Maintain the posture focus your full attention on the bottom of the spine called the Sakti Kendra direct it to travel along the spinal cord to the top of the head-Jnana Kendra. When you reach the top, direct it to move downwards taking the same path until you reach Sakti kendra again. Repeat the exercise for about 5-7 minutes.

With complete awareness notice the life energy and the vibrations occurring in the back of the spinal cord.

But why do we chose this method?

Starting from the Sakti Kendra (i.e. the anterior end of the backbone) the sympathetic and the parasympathetic nervous systems reach towards the Gyana Kendra ( the top most region of the head where the head-Knot is tied). When these two get activated the life energy gets increased.

3rd Step

Breath

Breath is the source of vital energy and the source of life.

a) First make the breath slow and rhythmic. From both the nostrils breathe out air slowly and then breathe in very slowly. Practise this for at least 2-3 minutes.
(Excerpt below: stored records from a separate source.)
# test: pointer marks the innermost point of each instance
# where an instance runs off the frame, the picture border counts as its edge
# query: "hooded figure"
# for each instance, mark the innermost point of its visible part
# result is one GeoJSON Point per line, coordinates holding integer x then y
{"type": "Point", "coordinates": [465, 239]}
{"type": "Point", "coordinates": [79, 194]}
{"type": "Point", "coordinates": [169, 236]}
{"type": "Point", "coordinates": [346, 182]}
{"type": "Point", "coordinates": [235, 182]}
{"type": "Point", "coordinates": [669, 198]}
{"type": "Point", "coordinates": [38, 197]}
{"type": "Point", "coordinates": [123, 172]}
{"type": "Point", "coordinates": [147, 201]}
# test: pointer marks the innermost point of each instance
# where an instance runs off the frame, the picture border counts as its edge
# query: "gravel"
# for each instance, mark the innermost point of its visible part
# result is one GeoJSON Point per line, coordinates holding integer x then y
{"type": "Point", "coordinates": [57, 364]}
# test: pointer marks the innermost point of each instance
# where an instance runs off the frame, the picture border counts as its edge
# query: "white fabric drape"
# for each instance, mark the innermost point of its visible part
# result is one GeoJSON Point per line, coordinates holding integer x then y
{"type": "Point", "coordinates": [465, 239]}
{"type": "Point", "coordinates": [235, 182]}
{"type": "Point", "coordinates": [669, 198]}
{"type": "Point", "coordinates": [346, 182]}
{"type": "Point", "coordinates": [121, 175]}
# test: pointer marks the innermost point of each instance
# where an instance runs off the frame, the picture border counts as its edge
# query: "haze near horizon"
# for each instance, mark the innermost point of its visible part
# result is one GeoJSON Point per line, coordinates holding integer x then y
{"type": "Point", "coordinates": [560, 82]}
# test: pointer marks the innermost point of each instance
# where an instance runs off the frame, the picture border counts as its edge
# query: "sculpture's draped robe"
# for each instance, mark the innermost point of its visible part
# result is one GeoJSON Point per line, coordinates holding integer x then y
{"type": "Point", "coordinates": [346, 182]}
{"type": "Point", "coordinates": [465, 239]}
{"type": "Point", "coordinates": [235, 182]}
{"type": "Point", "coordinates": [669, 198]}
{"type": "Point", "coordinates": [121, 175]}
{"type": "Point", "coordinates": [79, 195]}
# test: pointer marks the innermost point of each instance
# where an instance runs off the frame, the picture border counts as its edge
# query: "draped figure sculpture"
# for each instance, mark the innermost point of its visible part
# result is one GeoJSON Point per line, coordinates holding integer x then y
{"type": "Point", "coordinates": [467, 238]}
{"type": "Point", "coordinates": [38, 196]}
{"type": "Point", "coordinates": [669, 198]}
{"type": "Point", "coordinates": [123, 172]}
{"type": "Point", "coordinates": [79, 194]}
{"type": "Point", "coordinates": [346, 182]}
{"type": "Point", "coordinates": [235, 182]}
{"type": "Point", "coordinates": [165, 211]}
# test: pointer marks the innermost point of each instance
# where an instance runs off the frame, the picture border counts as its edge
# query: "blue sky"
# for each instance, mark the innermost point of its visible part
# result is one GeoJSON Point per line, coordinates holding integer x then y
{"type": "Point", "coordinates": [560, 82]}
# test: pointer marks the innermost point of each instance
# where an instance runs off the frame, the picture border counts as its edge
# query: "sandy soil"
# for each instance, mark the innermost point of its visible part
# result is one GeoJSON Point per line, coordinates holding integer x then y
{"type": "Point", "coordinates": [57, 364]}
b) Now bring your attention to the naval region, observe it with closed eyes, while breathing out it comes in and while breathing in it expands. Perform this technique for at least 5 minutes.

c) Feel the breathing has become slow, deep and rhythmic.

d) Shift the attention from the naval and focus it inside the nostrils, at the tip of the nose. Now become fully aware of each and every breath. Not even a single breath should come in or leave without your knowledge. Feel the freshness of the incoming breath(oxygen) and the warmth of the outgoing breath( carbon-di-oxide).This exercise is also to be performed for 5 minutes.

If the mind wanders away from the breath then hold the breath for a few seconds (Kumbhak). But beware not to force the breath in. Do not stop thoughts forcefully even if they keep coming one by one then only observe them without getting involved. Once the art of observing is perfected then the thoughts will stop coming by themselves

Maintain awareness during the whole Sadhna practice.

In the end take one or two deep long breaths and open eyes slowly to end the practice. For the beginners a practice of 15-20 minutes is sufficient and can be increased slowly with practice. We will go into greater detail later on.

Some empirical results of Preksha Dhyana

1 Balance between activity and rest: relaxation.

2 Development of will power.

3 Purity of the mind.

4 Increase of the tolerance power.

5 Peace of mind.

6 Change of mental attitude

7 Prevention and cure of psychosomatic diseases

8 Effortless concentration: freedom from nervous and emotional tensions.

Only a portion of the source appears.